Ripped from the Headlines


Diana Ayton: Editor, McGill News

This issue's cover story is a departure for us. We're not usually in the gritty, hard news game, but then, happily, it's not every McGill student's misfortune to be caught in the middle of an event which galvanizes world attention in such a horrifying way.

Vesselin Nedkov, now pursuing an MBA, was in the audience in October 2002 when heavily armed Chechen rebels - some wired up as human bombs - took over a Moscow theatre and threatened to kill all 800 hostages unless Russia withdrew its forces from Chechnya.

We weren't sure Nedkov would want to be interviewed by the News, but he was surprisingly gracious and cooperative. In fact, recognizing that reliving the ordeal would help him to resume normal life, he began writing a book within a few months of his return to Canada. The result, 57 Hours, put together with journalist Paul Wilson, is absolutely riveting. As part of the process of laying the ghosts, Nedkov even returned to the refurbished theatre in March 2003 to see Nord-Ost, the Russian musical so tragically interrupted six months earlier.

Nedkov's story is so compelling because he is - or was - like most of us. As he says at the end of his book, "There must be millions of people like me, minding their own business, watching all kinds of earth-shattering events from a distance on television, happily removed from ground zeros around the globe, untouched by atrocities and horror, unaware of the danger lurking just beneath the surface of everyday life - of our own complacency."

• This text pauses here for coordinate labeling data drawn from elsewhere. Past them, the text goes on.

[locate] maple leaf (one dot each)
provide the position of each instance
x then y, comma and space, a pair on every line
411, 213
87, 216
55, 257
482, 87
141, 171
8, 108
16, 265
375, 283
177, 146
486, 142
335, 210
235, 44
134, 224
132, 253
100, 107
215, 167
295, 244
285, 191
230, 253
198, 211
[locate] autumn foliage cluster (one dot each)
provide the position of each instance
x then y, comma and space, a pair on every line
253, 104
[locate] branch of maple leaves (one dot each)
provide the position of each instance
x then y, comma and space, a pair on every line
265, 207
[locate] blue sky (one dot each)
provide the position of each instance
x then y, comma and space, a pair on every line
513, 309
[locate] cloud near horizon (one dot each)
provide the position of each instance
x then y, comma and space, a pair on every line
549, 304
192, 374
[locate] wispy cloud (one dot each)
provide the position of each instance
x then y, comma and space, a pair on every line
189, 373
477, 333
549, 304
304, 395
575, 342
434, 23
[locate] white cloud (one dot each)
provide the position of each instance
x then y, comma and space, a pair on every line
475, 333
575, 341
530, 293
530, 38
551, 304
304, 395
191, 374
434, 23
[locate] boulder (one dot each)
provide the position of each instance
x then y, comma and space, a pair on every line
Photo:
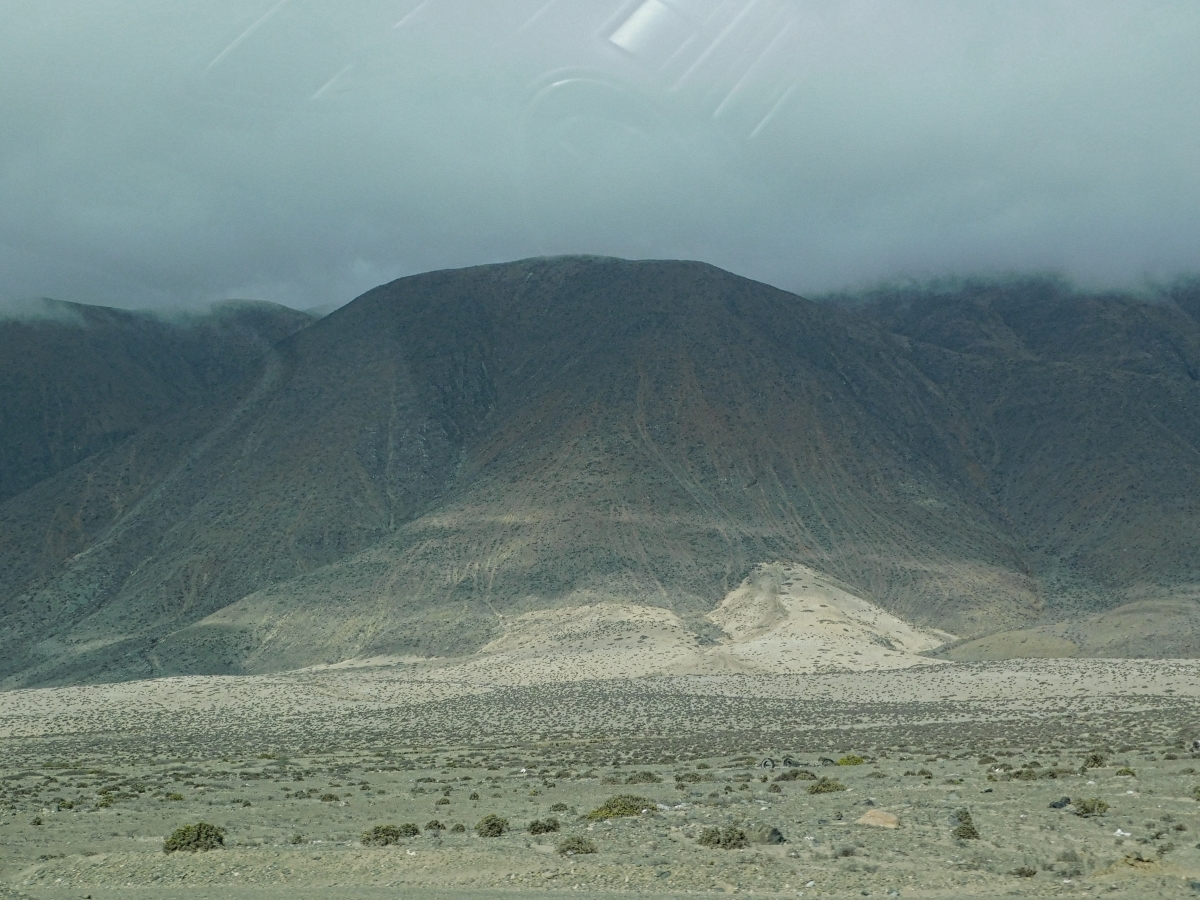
879, 819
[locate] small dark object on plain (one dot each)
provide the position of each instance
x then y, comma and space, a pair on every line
727, 838
1090, 807
387, 835
491, 827
826, 785
199, 837
624, 804
576, 844
965, 829
796, 775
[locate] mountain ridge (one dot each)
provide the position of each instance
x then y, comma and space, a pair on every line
463, 445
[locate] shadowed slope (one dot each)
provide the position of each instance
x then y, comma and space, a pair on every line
461, 448
77, 379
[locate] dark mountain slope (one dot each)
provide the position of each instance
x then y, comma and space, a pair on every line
465, 445
78, 379
1086, 415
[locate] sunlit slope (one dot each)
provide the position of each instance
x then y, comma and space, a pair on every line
460, 449
641, 433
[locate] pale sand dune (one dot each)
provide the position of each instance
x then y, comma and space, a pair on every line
783, 619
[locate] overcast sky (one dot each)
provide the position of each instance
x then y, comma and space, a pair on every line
303, 151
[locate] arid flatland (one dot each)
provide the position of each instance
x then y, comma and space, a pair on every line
295, 768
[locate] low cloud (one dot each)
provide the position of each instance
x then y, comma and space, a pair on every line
303, 153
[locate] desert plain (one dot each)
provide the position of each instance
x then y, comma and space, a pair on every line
297, 767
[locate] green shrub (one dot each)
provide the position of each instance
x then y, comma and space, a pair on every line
1095, 761
796, 775
576, 844
385, 835
544, 826
624, 804
201, 835
491, 827
965, 829
1090, 807
826, 785
727, 838
643, 778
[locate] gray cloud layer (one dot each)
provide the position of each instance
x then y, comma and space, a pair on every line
304, 151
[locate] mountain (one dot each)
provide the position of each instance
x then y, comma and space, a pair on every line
77, 379
456, 450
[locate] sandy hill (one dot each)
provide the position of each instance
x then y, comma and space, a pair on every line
462, 450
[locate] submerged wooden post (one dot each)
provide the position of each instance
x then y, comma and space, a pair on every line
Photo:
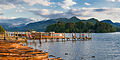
75, 36
88, 35
5, 35
91, 35
40, 35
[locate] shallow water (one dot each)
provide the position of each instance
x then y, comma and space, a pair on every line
103, 46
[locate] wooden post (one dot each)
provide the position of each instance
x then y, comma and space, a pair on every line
5, 35
88, 35
40, 38
91, 35
75, 36
45, 39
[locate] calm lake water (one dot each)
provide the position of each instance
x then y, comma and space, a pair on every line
104, 46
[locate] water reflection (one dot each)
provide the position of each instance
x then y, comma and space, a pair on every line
104, 46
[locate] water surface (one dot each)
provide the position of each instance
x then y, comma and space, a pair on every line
103, 46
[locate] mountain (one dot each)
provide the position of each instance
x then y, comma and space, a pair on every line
23, 24
112, 23
11, 24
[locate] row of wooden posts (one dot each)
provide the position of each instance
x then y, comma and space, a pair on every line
82, 36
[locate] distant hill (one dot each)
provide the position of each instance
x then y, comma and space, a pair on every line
110, 22
23, 24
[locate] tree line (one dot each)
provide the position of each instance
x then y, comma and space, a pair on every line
98, 27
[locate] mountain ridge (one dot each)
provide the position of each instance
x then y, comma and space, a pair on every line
41, 25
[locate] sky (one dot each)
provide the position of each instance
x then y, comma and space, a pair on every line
52, 9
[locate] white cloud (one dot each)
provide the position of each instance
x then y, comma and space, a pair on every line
19, 10
114, 0
6, 6
111, 0
41, 2
3, 17
40, 11
87, 3
56, 12
67, 3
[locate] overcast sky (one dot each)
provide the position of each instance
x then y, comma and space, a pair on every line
49, 9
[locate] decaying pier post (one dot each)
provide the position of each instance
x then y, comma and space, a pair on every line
40, 35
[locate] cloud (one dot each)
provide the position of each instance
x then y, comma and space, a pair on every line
40, 11
111, 0
8, 4
67, 3
87, 3
41, 2
1, 13
99, 10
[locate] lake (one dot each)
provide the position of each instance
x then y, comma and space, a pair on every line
103, 46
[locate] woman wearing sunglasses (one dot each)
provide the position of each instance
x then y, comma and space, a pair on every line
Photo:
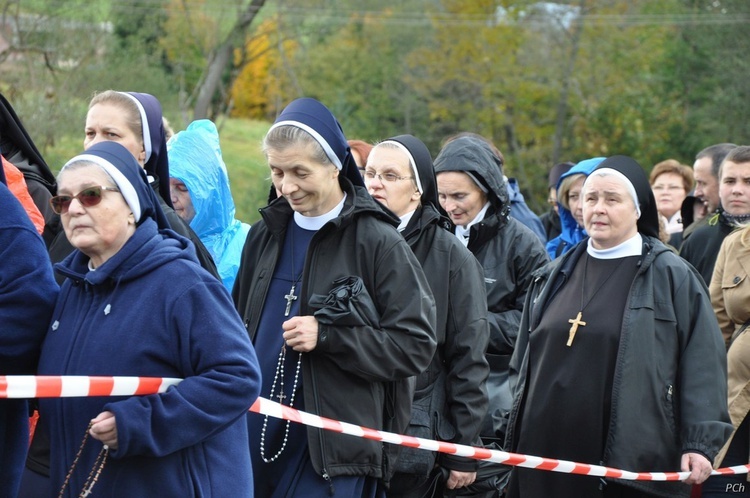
115, 316
135, 121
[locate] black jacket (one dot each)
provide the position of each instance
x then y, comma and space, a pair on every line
348, 374
459, 365
702, 247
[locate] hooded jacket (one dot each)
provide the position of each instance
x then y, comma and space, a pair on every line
19, 149
571, 232
509, 253
121, 319
451, 398
27, 296
195, 159
669, 385
347, 375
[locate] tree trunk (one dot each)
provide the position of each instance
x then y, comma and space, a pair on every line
221, 57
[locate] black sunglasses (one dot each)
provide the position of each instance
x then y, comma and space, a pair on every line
87, 197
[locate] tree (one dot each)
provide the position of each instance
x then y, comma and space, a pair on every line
706, 70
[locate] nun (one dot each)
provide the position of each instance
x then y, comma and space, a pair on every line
115, 316
619, 359
135, 121
339, 311
451, 395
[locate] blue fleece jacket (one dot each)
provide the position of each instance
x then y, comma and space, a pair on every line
27, 295
151, 310
571, 232
520, 210
195, 158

Few of us face danger, much less the prospect of violent death, and so always wonder how we might react. Do we really need to know whether we'd show courage or cowardice when under threat? Perhaps it's enough to learn from Vesselin Nedkov that "every act of violence, brutality and cruelty, every injustice and every atrocity diminishes and threatens us all, wherever we may be."

We are happy to be able to report a small follow-up to last issue's cover story on the work of Professor Robert Mellin in the fishing village of Tilting. It was announced this week that Newfoundland and Labrador has named Mellin the winner of the 2004 Winterset Award, the province's richest literary prize, for his book on the architecture and people of this Fogo Island community. In a CBC news report, Mellin pronounced himself "astounded" by the honour. "It's remarkable to me that the book even got published," he says modestly. "It's hard to imagine that so many people would be interested in the topic, but I tried to make the book a bit lively with some stories and a few tall tales."

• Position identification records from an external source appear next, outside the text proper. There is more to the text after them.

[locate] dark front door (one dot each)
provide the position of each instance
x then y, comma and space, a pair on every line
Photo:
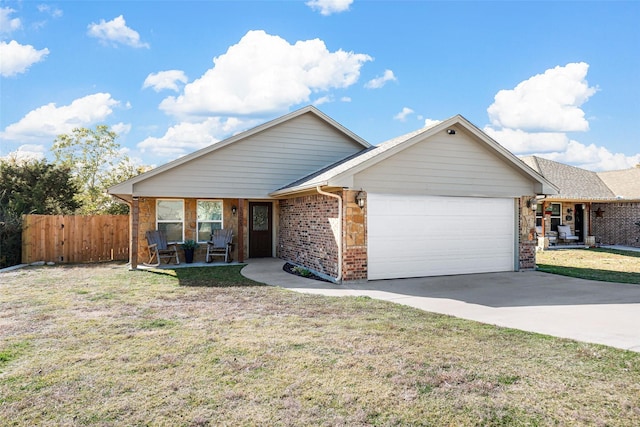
260, 242
579, 224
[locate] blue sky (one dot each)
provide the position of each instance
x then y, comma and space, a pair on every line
556, 79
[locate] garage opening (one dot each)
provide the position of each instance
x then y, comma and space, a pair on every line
416, 236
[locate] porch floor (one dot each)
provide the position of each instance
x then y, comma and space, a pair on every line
172, 266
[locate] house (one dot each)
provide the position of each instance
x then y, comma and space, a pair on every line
441, 200
599, 207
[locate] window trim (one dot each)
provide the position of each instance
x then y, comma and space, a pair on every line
198, 222
171, 221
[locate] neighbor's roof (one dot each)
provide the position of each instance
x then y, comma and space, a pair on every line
331, 175
624, 184
573, 182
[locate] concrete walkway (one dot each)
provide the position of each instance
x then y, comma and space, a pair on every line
583, 310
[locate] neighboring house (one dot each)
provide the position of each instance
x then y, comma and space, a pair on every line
605, 205
441, 200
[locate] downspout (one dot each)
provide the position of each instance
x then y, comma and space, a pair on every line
335, 196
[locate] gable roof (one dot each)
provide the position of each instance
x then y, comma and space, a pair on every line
126, 187
334, 175
573, 182
624, 184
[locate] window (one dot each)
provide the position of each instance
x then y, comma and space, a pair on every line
209, 218
170, 219
555, 217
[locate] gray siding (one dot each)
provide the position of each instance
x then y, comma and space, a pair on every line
255, 166
445, 165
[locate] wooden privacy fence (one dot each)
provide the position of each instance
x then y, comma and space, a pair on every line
75, 238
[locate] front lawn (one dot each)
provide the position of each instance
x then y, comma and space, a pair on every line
100, 345
608, 265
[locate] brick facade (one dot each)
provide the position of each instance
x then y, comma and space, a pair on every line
308, 231
354, 263
616, 225
526, 237
308, 235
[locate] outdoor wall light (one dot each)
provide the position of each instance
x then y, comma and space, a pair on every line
360, 198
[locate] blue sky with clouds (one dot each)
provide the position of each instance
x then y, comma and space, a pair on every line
557, 79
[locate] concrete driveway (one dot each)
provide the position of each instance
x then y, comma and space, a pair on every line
583, 310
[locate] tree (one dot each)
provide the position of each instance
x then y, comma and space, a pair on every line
37, 187
30, 187
97, 162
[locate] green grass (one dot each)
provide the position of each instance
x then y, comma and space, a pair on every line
606, 265
204, 346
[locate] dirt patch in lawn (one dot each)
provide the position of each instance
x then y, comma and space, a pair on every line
101, 345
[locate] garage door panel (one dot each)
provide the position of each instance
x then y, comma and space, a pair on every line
426, 236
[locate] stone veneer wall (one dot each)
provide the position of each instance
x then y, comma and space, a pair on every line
616, 226
147, 221
526, 237
306, 234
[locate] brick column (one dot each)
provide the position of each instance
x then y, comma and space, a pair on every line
354, 261
133, 233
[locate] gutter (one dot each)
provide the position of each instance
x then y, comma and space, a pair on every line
335, 196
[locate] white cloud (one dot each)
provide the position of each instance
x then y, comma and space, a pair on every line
428, 123
165, 80
115, 32
545, 102
8, 24
121, 128
53, 11
265, 74
328, 7
17, 58
323, 100
534, 117
26, 153
186, 137
519, 141
49, 120
378, 82
592, 157
402, 115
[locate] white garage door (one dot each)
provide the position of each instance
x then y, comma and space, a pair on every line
414, 236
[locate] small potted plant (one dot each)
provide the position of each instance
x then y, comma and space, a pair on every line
189, 247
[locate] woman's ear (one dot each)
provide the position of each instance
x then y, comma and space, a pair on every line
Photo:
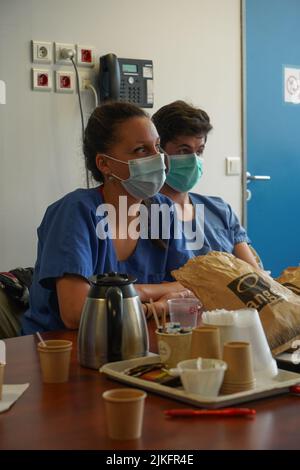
101, 163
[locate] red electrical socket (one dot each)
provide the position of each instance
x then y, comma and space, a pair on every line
86, 55
64, 81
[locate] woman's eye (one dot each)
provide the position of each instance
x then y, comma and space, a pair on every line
140, 150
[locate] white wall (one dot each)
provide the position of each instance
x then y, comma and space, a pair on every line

This is the first time a non-fiction work has won the competition, and Mellin says he will use the $5,000 prize to work on another book on the cultural landscape of rural Newfoundland and Labrador. The expert interviewed for our "In the News" feature this time is History professor Gil Troy, who has studied and written extensively about U.S. presidential elections dating back to the first campaigns a couple of centuries ago. It may have been an earlier age, but as you will learn, it certainly wasn't more innocent. Although our discussion with Troy took place only a few weeks ago, with world events as volatile as they are, things may look vastly different for the frontrunners by the time the News reaches readers.

We asked him about the media's coverage of presidential campaigns, which so often seems limited to news-as-entertainment, and Troy calls Americans "schizophrenic" on the issue. He says the media give the people what they want, despite what they say. "According to polls, they want to hear more about the issues, they want lengthy speeches, they want to learn more about the candidates. And yet, the reason candidates do negative campaigning and reporters play the sound bites game is that the American people show, again and again, that that's what they care about, that's what they follow. They consistently vote with their feet despite what they say with their mouths, and both reporters and politicians follow that. So the problem is with the people, not with the reporters and politicians."

And lest we have illusions about Canadian election coverage, Troy says it's "slightly more substantive. But emphasize slightly."